La tentación autoritaria de convertir el placer en deber y el darwinismo sexual derivado de ella deben repugnar a millones de jóvenes, no sólo a los que por su falta de cualidades físicas están excluidos de la disputa por la posesión de los cuerpos bellos, sino a cualquier espíritu sensible. Como la comunidad homosexual no está el margen de esa competencia, los herbívoros tampoco han podido encontrar acogida en ella. En el pasado, ser un solterón o una solterona podía considerarse triste, pero no era deshonroso para nadie. Hoy en día es un estigma tan difícil de sobrellevar que a juicio del novelista Michel Houellebecq, tal vez el analista más lúcido de las patologías sexuales contemporáneas, la división de la sociedad en clases antagónicas ha sido reemplazada por una nueva lucha de clases entre los triunfadores de la cama, millonarios en orgasmos, y los parias condenados a la miseria sexual. Esto explicaría por qué los asexuales necesitan reafirmar su orgullo: si no se hacen respetar los seguirán pisoteando. Lo extraño, en el caso de los soshokukei, es que no hayan intentado reivindicar el romanticismo como antídoto contra la banalización del sexo: su miedo a los cuerpos los ha llevado simplemente a posar como maniquíes. De hecho, se visten y arreglan de acuerdo a los cánones de la moda sexy, como si en el fondo admiraran al enemigo que los sojuzga.

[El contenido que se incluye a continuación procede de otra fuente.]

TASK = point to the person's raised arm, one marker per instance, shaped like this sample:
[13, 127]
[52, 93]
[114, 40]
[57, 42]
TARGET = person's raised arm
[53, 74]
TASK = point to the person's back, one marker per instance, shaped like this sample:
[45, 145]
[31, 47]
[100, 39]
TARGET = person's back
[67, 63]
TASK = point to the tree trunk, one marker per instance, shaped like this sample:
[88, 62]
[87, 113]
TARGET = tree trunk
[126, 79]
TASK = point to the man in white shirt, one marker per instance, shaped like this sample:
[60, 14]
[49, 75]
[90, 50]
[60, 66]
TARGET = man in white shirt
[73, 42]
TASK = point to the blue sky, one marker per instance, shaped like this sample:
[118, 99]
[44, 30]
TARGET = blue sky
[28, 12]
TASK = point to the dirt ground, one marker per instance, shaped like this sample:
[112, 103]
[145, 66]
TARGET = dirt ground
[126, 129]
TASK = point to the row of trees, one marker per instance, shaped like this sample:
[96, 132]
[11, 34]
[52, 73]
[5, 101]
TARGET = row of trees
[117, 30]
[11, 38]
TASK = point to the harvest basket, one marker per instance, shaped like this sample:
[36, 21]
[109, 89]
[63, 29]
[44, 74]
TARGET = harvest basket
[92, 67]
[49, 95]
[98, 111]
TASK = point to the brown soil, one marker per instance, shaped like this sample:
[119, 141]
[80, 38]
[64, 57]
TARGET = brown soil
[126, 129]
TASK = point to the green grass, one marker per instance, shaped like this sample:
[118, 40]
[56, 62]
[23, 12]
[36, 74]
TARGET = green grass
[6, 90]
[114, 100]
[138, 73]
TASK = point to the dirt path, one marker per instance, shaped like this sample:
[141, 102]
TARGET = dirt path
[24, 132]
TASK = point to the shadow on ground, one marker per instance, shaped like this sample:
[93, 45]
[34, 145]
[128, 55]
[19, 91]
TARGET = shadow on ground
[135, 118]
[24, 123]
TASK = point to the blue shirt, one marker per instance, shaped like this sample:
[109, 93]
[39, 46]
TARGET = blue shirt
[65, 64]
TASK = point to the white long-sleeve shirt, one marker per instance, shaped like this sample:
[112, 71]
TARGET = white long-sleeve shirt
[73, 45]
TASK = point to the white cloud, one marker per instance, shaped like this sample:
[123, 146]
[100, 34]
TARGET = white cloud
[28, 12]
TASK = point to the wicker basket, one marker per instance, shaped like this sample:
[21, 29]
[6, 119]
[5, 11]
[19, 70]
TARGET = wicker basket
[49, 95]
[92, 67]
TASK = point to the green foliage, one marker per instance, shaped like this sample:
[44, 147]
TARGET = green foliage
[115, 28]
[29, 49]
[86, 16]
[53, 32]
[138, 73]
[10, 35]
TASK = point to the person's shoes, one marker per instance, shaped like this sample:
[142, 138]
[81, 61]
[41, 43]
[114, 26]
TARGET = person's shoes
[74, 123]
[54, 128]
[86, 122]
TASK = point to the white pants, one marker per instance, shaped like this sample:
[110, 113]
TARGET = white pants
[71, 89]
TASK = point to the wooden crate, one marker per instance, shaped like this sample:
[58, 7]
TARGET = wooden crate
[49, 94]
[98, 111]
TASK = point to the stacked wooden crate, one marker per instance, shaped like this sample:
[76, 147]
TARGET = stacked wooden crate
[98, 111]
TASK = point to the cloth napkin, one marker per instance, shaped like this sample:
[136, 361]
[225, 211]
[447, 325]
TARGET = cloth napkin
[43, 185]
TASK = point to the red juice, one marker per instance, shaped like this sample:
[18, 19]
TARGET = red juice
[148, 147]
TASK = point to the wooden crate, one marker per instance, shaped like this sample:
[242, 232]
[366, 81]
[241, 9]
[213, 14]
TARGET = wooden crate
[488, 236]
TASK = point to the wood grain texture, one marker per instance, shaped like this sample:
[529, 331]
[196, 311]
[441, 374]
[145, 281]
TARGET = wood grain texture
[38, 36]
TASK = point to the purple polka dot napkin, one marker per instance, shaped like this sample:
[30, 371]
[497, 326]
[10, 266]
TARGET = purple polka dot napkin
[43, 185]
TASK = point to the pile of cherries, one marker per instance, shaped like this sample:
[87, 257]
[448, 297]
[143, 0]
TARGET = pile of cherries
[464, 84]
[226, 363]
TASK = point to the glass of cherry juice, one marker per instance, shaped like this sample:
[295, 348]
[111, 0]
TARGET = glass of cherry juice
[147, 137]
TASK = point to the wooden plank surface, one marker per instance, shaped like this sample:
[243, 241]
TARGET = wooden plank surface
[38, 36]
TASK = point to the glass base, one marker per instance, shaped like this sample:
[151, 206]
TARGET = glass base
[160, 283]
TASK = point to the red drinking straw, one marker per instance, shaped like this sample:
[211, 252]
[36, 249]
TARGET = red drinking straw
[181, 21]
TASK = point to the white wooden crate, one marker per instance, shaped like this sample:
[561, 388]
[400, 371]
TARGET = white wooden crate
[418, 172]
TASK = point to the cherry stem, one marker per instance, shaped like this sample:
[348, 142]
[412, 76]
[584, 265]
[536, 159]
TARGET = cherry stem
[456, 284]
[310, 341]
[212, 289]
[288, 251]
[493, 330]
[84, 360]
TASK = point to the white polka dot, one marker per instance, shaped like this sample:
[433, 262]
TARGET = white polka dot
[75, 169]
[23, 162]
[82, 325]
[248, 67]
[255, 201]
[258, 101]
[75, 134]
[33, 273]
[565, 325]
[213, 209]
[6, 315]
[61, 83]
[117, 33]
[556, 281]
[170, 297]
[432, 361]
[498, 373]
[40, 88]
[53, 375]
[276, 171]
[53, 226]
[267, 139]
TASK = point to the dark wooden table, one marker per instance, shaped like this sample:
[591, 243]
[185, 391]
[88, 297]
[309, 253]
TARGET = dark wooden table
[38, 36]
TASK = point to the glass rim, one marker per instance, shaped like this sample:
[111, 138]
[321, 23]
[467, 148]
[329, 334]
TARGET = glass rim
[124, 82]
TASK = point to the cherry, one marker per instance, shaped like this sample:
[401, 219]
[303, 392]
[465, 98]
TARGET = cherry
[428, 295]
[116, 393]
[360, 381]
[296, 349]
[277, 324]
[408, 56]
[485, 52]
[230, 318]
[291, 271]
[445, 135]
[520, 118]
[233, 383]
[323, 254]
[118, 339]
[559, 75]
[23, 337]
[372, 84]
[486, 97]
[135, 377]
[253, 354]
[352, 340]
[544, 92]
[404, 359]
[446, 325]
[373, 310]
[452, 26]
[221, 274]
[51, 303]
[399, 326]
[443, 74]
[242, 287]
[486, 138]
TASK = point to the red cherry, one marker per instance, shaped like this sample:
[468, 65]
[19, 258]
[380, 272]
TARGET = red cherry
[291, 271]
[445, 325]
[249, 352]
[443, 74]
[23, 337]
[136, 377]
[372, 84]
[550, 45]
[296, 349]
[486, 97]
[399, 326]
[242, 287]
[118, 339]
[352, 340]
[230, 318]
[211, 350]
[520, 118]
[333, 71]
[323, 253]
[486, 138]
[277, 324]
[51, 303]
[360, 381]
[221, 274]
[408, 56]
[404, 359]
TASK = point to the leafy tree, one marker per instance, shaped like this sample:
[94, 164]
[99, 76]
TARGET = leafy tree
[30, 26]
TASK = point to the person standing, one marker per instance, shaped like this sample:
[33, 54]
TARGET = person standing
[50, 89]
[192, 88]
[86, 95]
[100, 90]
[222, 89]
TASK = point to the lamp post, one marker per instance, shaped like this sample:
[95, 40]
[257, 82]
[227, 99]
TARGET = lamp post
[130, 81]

La mercadotecnia y la industria del porno han logrado lo que el clero católico nunca pudo conseguir en dos mil años de sermones flamígeros: apartar a los jóvenes del pecado carnal. En 1596 el galeón filipino en el que navegaba el jesuita mexicano Felipe de las Casas, hoy conocido como San Felipe de Jesús, encalló en las costas japonesas después de un naufragio. Junto con toda la tripulación, Felipe fue crucificado semanas después en Nagasaki por órdenes del emperador Taikosama, que diez años antes había expulsado del Japón a los misioneros cristianos. Si la religión que inventó el pecado original hubiera echado raíces en el imperio del Sol Naciente, el temor a la condenación eterna habría sazonado y enriquecido la vida sexual de los japoneses. Por desgracia, la idolatría sacrificó a los mártires de la fe y los nipones carecen de una sólida tradición prohibicionista que preserve la lujuria contra sus promotores mercenarios. Los encantos de la culpa, que tantas pasiones han despertado en el mundo cristiano, nunca llegaron a ese desdichado reducto del paganismo. Los nuevos misioneros de Pro Vida pueden y deben retomar la estafeta de San Felipe para fomentar la procreación entre la juventud nipona. Es urgente alejarlos del internet y acercarlos a las epístolas de San Pablo. Cuando los herbívoros sepan que la vulva es el umbral del infierno, empezarán a coger como Dios Manda: con el alma atribulada y el miembro firme.
Enrique Serna. Escritor. Su más reciente libro es Giros negros.